David Sheridan (Walter Miller), a forest ranger who teams up with Shirley Kane (Allene Ray), an adventuress to go up against a gang of bandits. The gang is controlled by the mysterious Charles Redfield, whom none of the bandits have ever actually seen.

A number of airmail robberies has taken place, and J.B. Swinnerton (Frank Austin), an airmail pilot is being blamed. Forest ranger Sheridan is out to prove who is really behind the series of spectacular armed robberies.
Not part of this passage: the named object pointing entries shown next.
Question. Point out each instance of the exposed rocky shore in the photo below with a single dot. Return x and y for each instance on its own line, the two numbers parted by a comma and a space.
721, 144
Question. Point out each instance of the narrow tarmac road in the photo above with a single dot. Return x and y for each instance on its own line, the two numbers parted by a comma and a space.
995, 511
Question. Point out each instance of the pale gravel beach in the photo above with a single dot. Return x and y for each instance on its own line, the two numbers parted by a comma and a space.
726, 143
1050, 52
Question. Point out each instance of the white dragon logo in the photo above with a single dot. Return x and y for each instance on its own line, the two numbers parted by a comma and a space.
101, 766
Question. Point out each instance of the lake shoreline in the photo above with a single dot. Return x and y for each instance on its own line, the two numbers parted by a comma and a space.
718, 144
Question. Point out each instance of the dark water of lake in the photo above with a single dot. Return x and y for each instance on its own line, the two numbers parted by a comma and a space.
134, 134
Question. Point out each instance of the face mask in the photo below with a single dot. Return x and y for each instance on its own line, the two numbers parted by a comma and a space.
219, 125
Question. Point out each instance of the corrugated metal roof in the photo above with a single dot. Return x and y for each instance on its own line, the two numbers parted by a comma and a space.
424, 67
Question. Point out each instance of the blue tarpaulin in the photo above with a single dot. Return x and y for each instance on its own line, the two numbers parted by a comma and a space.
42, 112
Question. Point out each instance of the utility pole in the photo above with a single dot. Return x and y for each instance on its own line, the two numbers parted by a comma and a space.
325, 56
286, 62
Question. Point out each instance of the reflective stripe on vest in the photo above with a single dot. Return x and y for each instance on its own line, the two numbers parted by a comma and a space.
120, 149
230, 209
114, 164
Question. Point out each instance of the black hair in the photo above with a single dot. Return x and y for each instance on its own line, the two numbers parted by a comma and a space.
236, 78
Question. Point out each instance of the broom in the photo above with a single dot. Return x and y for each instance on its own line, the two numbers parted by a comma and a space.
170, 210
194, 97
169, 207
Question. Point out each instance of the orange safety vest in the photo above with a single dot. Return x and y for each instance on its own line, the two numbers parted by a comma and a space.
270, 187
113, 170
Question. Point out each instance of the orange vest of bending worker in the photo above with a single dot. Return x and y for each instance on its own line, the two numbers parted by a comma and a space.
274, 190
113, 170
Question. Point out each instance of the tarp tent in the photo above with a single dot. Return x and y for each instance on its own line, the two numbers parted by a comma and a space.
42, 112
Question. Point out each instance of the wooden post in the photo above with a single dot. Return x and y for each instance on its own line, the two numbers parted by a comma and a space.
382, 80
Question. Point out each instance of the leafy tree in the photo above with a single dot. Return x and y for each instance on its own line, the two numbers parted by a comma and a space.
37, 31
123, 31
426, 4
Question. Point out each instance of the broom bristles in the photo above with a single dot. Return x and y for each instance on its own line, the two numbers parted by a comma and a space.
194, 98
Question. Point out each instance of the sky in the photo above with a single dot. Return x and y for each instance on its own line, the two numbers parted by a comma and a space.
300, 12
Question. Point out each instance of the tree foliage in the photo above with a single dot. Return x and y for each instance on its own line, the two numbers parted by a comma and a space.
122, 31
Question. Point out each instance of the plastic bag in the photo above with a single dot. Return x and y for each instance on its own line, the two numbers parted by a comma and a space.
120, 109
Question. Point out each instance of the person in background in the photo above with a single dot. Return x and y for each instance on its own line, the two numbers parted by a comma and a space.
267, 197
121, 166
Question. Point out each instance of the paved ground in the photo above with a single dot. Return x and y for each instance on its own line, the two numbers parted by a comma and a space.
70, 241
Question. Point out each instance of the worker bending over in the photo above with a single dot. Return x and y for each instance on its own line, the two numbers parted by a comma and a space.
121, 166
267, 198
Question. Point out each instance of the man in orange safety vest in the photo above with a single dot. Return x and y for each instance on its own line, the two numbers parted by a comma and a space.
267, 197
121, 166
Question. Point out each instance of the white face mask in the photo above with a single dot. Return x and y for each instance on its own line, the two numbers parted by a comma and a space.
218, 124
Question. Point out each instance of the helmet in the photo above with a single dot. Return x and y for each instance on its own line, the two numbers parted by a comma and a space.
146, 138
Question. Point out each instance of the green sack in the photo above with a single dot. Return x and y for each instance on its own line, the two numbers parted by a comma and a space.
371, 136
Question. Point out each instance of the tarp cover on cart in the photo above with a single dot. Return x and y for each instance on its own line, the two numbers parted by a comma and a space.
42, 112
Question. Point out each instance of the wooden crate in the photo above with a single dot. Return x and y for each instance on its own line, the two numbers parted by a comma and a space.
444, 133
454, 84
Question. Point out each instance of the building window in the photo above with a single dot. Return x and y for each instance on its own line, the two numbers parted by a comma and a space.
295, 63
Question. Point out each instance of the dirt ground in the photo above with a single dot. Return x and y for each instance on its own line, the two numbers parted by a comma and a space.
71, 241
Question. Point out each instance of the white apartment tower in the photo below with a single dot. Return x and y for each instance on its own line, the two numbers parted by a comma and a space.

When all the protagonists are cut off from the outside world by a blizzard, the immense forces of nature force everyone to find a way to survive.

==Chapter titles==
1. Storm Warnings
2. The Storm Starts
3. The Coming of Redfield
4. Redfield Strikes
5. Buried
6. The Enemy's Stronghold
7. The Trap
8. Thieves' Honor
9. Daybreak
10. The End of Redfield

==Cast==

- Allene Ray as Shirley Kane
- Walter Miller as David Sheridan
- Frank Austin as J.B. Swinnerton
- Tom London as U.S. Marshal Thayer (credited as Leonard Clapham)
- Harry Martell as Dr. Byrd (credited as Harrison Martell)
- Charles West as Harron
- J.F. McCullough as Howard Kane
- Wally Oettel
- John Webb Dillion
- Natalie Warfield
- Ben Walker
- Bert Appling
- George Magrill
- Albert Kingsley

==Production==
Filming for Snowed In took place in and around McCall, Idaho, in the Payette National Forest. Aircraft were staged out of McCall Municipal Airport in Valley County, Idaho.

==Reception==
Aviation film historian Michael Paris in From the Wright Brothers to Top Gun: Aviation, Nationalism, and Popular Cinema compared Snowed In to other films that dealt with the airmail pilots who operated in Western United States. He listed The Air Mail (1925) and Flying High (1926),The Flying Mail (1926), Wolves of the Air (1927), and Pirates of the Sky (1927) that were also examples of the sub-genre of the "modern western adventure" that often had heroes mounted on aircraft, not horses.

==Preservation status==
Snowed In is now considered to be a lost film.